Saturday, May 12, 2012

Form and content

Writer Maurice Sendak said about ebooks: “I hate them. It’s like making believe there’s another kind of sex. There isn’t another kind of sex. There isn’t another kind of book! A book is a book is a book.”

To be blunt, what bollocks. I am astonished by how otherwise intelligent and educated people can so completely mix up Form and Content. A book is coherent (hopefully) collection of text (or pictures). It is not a stitched stack of paper. It's not a roll of animal skin. It's not a slate of glass and aluminium, or a string of bits. A book is a specialized collection of thoughts presented in a package.

To say that a book is not a book if it's not printed on paper is like saying that a film is not a film unless it's projected off a roll of celluloid.




BTW, this was Sendak. I am not surprised he looked like that. Why are old writers always such bitter old cusses? Maybe being a professional writer is really not good for you?

3 comments:

ttl said...

A book is coherent (hopefully) collection of text (or pictures).

So, a website is a book. A blog is a book. A long email message is a book. A wall of graffiti is a book. A heavily tattooed person is a book. An air sickness bag (with printing on it) is a book. Correct?

ttl said...

To say that a book is not a book if it's not printed on paper is like saying that a film is not a film unless it's projected off a roll of celluloid.

A book does not have to be printed on paper to be a book. The material could be papyrus, wooden tablet, animal hide or even plastic. However, it has to be somehow bound as a unit. So, a card file or a folder containing loose sheets is not a book. The key concept implied by the word book is binding.

The word film, on the other hand, specifically refers to the medium: a thin, usually transparent membrane or sheet.
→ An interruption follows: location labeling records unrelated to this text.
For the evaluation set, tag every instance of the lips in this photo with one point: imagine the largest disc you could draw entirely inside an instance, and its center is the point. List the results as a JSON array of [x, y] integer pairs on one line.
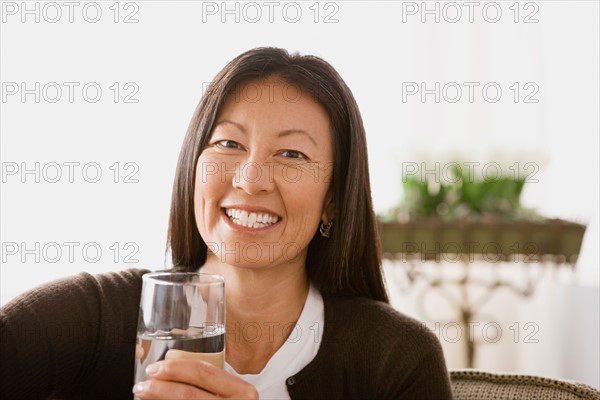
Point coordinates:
[[251, 219]]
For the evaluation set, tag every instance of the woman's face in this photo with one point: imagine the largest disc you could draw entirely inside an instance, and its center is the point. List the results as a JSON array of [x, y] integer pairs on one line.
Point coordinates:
[[262, 183]]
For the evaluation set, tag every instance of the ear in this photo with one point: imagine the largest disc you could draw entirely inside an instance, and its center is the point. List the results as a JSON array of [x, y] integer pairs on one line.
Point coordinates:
[[328, 208]]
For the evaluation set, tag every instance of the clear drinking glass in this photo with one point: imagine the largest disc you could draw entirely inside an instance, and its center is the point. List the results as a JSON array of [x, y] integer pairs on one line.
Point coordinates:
[[182, 315]]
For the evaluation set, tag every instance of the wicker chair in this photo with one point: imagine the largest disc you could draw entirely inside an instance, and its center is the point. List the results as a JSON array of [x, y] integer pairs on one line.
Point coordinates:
[[470, 384]]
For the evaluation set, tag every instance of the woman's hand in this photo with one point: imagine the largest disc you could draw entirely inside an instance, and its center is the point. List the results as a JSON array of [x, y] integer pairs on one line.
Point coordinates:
[[192, 379]]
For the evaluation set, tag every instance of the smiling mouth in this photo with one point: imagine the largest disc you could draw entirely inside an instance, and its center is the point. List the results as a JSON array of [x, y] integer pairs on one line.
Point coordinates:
[[251, 219]]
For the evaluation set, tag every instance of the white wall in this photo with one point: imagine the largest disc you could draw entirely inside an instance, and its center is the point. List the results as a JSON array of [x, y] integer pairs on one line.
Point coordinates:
[[380, 49]]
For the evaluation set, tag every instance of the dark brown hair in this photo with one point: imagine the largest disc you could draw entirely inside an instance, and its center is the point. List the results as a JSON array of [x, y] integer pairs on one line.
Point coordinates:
[[348, 263]]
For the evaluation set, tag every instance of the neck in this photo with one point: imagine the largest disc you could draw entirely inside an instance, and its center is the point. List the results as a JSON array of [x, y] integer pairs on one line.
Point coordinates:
[[262, 305]]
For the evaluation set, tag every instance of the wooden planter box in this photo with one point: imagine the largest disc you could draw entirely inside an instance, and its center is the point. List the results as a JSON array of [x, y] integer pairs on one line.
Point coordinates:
[[492, 241]]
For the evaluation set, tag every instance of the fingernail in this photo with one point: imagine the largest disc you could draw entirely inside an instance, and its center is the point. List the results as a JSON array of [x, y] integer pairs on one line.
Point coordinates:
[[139, 387], [153, 369]]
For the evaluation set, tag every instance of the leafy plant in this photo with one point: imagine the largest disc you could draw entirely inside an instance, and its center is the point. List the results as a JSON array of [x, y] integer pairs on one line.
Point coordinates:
[[462, 197]]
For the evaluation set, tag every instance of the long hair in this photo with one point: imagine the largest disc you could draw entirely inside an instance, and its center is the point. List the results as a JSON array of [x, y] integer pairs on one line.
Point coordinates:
[[348, 263]]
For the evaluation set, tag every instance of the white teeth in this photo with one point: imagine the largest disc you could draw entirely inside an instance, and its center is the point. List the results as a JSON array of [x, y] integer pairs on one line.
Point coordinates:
[[250, 220]]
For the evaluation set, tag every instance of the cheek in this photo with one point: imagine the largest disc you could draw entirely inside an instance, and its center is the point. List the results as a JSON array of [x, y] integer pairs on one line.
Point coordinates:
[[209, 189]]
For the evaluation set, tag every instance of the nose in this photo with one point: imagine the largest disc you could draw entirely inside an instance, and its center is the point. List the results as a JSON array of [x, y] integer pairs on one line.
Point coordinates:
[[254, 178]]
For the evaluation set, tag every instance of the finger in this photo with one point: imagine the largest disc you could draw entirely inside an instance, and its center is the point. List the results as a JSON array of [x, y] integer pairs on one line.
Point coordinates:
[[157, 389], [202, 374]]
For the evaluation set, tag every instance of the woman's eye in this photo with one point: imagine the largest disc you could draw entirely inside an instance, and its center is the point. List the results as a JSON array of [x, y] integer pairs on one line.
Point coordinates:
[[293, 154], [228, 144]]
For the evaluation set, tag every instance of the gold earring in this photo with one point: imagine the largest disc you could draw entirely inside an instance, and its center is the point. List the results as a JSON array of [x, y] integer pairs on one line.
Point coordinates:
[[325, 228]]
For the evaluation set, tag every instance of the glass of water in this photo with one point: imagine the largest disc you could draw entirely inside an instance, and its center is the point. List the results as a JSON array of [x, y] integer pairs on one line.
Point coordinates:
[[182, 315]]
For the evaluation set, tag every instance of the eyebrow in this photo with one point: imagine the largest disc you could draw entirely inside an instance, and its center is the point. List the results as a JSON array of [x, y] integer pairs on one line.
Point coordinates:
[[281, 134]]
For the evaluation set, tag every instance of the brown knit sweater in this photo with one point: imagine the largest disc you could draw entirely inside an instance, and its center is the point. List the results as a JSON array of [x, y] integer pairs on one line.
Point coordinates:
[[75, 339]]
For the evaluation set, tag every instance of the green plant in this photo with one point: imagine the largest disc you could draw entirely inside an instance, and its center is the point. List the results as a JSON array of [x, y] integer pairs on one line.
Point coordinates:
[[462, 197]]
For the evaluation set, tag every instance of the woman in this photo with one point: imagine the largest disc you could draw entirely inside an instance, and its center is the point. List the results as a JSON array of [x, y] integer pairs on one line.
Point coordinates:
[[272, 191]]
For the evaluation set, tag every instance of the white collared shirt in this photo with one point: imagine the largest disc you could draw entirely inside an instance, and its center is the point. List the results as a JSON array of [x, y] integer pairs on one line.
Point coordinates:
[[296, 352]]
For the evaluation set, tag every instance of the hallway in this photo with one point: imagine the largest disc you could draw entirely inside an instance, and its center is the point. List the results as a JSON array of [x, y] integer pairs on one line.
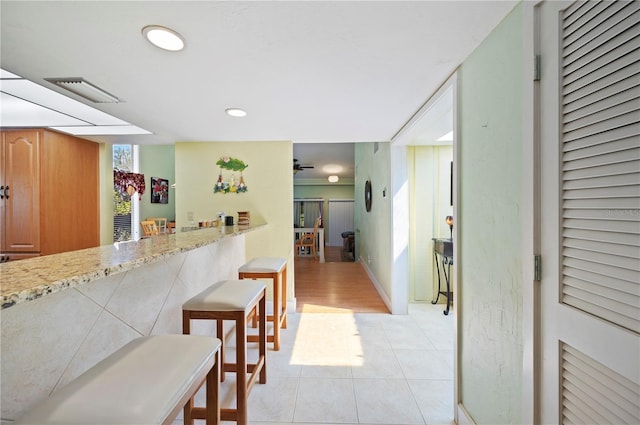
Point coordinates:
[[351, 362]]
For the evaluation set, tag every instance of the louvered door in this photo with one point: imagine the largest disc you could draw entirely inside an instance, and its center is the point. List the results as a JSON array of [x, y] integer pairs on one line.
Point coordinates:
[[590, 212]]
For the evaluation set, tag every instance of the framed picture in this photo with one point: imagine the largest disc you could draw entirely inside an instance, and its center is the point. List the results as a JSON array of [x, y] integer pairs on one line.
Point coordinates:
[[159, 191]]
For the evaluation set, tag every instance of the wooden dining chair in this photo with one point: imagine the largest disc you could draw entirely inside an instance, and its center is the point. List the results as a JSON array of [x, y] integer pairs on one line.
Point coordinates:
[[149, 228], [308, 239], [161, 223]]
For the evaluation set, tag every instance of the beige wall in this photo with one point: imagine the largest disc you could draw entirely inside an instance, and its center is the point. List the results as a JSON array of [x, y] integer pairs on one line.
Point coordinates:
[[269, 197]]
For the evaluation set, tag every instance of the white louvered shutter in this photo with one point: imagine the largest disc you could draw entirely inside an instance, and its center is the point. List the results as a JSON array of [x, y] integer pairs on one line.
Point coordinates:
[[601, 160]]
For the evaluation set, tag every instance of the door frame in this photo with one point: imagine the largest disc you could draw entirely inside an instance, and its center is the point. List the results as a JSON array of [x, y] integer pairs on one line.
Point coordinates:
[[530, 214]]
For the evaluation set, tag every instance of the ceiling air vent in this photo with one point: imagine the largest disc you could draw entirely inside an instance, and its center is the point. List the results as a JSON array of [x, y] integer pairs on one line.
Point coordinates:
[[83, 88]]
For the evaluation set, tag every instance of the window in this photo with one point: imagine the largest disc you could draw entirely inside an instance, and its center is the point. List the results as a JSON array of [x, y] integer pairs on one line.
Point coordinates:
[[125, 207]]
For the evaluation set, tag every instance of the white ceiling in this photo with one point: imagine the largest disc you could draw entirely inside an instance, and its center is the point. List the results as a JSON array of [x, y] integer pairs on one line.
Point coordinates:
[[306, 71]]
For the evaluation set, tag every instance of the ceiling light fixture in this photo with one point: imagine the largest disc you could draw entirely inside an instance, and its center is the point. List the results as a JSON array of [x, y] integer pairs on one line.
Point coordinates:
[[83, 88], [164, 38], [235, 112]]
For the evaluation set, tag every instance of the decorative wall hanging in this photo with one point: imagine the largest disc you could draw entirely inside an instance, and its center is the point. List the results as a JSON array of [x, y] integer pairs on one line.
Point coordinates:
[[128, 183], [231, 184], [159, 191]]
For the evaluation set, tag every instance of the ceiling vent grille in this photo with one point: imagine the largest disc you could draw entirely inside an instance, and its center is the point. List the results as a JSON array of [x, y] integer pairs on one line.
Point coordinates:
[[83, 88]]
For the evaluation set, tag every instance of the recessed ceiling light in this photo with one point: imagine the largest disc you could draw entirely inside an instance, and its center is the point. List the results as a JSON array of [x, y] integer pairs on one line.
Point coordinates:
[[163, 37], [446, 138], [235, 112]]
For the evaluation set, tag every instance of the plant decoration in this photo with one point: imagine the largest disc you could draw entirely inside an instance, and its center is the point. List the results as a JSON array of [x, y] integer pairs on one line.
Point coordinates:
[[232, 185]]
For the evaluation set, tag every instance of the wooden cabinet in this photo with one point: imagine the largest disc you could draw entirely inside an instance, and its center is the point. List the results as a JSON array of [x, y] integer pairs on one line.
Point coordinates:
[[53, 204], [20, 190]]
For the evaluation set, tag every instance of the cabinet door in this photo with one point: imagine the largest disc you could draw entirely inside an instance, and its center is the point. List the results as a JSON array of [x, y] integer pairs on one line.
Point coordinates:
[[21, 194]]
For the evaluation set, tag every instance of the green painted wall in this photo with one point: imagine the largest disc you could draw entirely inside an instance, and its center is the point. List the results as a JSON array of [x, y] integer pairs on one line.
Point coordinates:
[[429, 168], [326, 191], [157, 161], [269, 197], [489, 223], [373, 228]]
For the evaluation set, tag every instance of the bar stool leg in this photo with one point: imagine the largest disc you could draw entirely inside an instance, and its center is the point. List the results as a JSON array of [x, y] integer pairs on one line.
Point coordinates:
[[241, 370]]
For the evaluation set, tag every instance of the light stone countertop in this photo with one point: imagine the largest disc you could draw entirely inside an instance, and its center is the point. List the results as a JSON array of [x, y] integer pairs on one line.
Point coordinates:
[[29, 279]]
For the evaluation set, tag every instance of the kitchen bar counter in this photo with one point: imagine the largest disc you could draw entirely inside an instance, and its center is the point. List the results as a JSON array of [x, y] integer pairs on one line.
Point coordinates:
[[64, 313], [30, 279]]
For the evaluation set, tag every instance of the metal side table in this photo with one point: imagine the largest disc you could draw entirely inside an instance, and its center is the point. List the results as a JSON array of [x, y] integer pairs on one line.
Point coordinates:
[[443, 254]]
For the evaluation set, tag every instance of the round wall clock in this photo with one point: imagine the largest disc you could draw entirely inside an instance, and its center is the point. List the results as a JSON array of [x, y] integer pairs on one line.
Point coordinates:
[[367, 195]]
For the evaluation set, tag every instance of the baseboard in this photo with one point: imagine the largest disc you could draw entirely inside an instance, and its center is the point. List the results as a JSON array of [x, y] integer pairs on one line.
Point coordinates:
[[463, 416], [376, 284]]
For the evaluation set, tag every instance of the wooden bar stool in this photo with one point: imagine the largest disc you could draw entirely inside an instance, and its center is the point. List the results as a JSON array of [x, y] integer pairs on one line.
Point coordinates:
[[233, 300], [274, 268]]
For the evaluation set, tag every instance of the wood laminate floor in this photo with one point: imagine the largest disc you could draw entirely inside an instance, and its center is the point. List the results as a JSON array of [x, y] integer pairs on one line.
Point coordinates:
[[335, 286]]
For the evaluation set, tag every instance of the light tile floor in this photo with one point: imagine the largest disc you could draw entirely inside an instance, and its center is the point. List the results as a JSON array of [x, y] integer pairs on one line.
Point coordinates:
[[357, 369]]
A computer file can not contain a film. A computer file can contain a digitized representation of a motion picture.

Eolake Stobblehouse said...

I'm sure technically that's all correct. But it really doesn't help me, for in ordinary language, people will say "I saw a film last night," even if it was on DVD. And we all think of an ebook as a book, even if it's not on bound sheets of anything.

So I am at a loss as to what technical definition to use, but it's obvious to me that there must be or should be a definition of "book" which refers to the actual content of the book rather than what medium it happens to be on.

I think language always develop from words referring to physical things, because that's the things we can point to when the language is developed. But then we usually tend to keep those words and transfer them to more abstract concepts.